Both of which make it all the more unlikely that the film would be capable of some really interesting digital tricks, and a couple truly mind-blowing shots it would be a shame to spoil here. I'll just leave it at this: It takes you a bit by surprise how effective these shots are, especially since the rest of the movie doesn't feel "modern" -- in the worst sense of that word -- in any respect. (The action appears to take place in the 1980s as well, though that's not certain).
There's one notable exception: The digital cats.
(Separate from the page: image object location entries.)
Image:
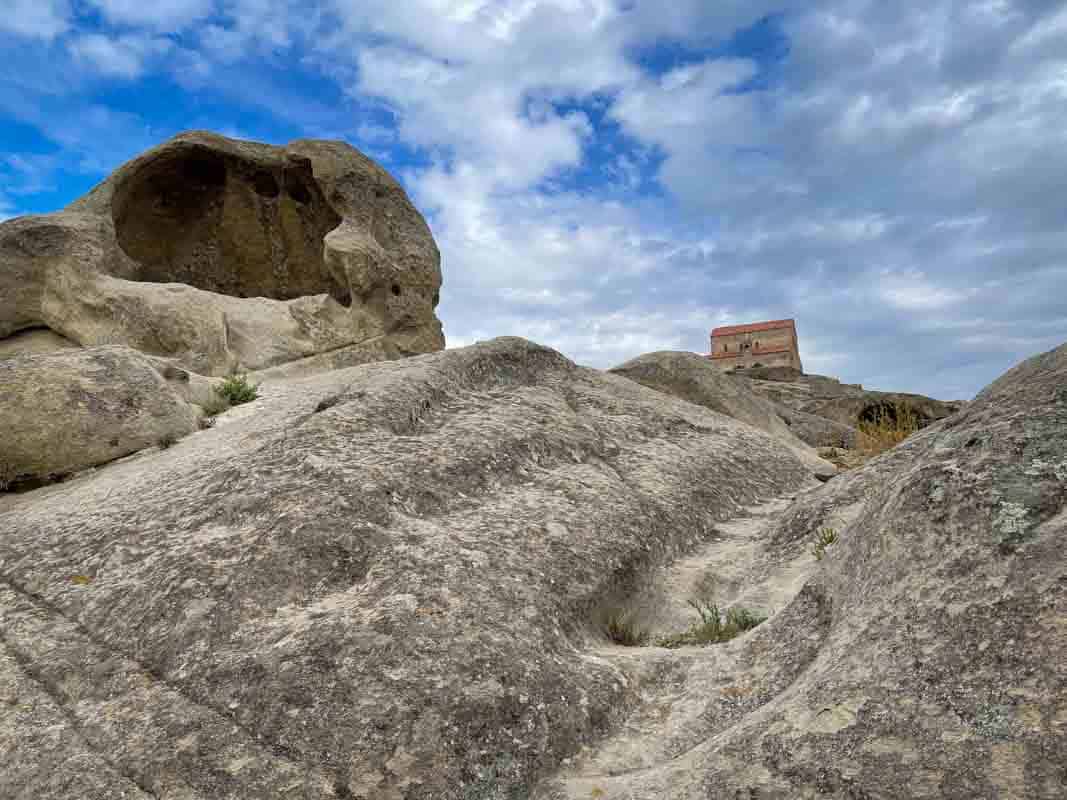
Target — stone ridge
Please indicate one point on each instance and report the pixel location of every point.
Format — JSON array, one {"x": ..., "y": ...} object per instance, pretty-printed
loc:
[
  {"x": 373, "y": 582},
  {"x": 224, "y": 254}
]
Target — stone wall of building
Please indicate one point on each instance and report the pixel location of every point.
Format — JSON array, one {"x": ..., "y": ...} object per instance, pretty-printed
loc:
[{"x": 758, "y": 345}]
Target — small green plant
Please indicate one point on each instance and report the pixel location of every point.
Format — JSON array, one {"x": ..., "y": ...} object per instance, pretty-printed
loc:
[
  {"x": 824, "y": 538},
  {"x": 621, "y": 628},
  {"x": 714, "y": 627},
  {"x": 216, "y": 405},
  {"x": 237, "y": 389},
  {"x": 8, "y": 475},
  {"x": 885, "y": 428}
]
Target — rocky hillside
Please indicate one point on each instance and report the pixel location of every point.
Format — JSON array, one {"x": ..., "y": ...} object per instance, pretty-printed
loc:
[
  {"x": 824, "y": 412},
  {"x": 483, "y": 573}
]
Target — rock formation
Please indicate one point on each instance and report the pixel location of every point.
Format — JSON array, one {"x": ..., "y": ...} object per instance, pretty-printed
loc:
[
  {"x": 201, "y": 257},
  {"x": 222, "y": 254},
  {"x": 695, "y": 379},
  {"x": 376, "y": 582},
  {"x": 387, "y": 581},
  {"x": 823, "y": 412}
]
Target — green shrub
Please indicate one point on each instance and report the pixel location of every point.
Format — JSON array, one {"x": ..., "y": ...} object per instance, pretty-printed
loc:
[
  {"x": 714, "y": 626},
  {"x": 237, "y": 389},
  {"x": 824, "y": 538},
  {"x": 623, "y": 629},
  {"x": 8, "y": 475}
]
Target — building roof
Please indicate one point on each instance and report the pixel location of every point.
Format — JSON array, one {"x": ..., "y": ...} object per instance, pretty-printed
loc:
[
  {"x": 753, "y": 326},
  {"x": 760, "y": 351}
]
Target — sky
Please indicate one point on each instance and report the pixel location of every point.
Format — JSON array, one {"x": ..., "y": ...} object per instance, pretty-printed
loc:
[{"x": 612, "y": 177}]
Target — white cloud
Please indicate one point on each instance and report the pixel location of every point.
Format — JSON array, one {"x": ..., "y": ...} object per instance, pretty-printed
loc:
[
  {"x": 123, "y": 57},
  {"x": 903, "y": 163},
  {"x": 38, "y": 18},
  {"x": 170, "y": 15}
]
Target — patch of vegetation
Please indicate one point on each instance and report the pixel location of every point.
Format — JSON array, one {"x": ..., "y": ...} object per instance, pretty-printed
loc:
[
  {"x": 885, "y": 427},
  {"x": 218, "y": 404},
  {"x": 824, "y": 538},
  {"x": 621, "y": 628},
  {"x": 8, "y": 476},
  {"x": 714, "y": 627},
  {"x": 237, "y": 389}
]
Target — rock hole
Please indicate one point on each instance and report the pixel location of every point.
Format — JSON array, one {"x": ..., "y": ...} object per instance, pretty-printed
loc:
[
  {"x": 265, "y": 185},
  {"x": 215, "y": 221},
  {"x": 296, "y": 189}
]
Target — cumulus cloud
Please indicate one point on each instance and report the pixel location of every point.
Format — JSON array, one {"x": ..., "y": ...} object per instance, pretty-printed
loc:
[
  {"x": 158, "y": 14},
  {"x": 36, "y": 18},
  {"x": 611, "y": 177},
  {"x": 123, "y": 57}
]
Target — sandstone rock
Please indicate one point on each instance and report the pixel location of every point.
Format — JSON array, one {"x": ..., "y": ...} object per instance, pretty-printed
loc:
[
  {"x": 223, "y": 255},
  {"x": 807, "y": 400},
  {"x": 375, "y": 582},
  {"x": 814, "y": 430},
  {"x": 924, "y": 656},
  {"x": 693, "y": 378},
  {"x": 70, "y": 410},
  {"x": 384, "y": 582}
]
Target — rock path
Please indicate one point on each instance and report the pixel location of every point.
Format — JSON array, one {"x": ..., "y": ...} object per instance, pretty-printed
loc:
[{"x": 688, "y": 696}]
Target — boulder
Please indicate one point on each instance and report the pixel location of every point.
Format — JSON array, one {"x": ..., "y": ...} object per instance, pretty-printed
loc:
[
  {"x": 387, "y": 581},
  {"x": 75, "y": 409},
  {"x": 816, "y": 431},
  {"x": 807, "y": 399},
  {"x": 922, "y": 658},
  {"x": 378, "y": 582},
  {"x": 223, "y": 254},
  {"x": 696, "y": 380}
]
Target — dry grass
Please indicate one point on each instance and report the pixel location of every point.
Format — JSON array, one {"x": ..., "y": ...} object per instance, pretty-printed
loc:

There's one scene that (I think) is supposed to be funny, where a bitten woman undergoing a transformation is attacked by a bunch of cats who see the vampire within her. First they just hiss and howl and go erect into attack mode, but then they're actually all over. It's hard to tell whether it's intentionally or uninentionally funny, but let's just say that was the only moment when I was almost taken out of the film and transplanted into Garfield: A Tale of Two Kitties.
If you haven't seen Let the Right One In, I don't know why you're tying up the top of your Netflix queue with something else.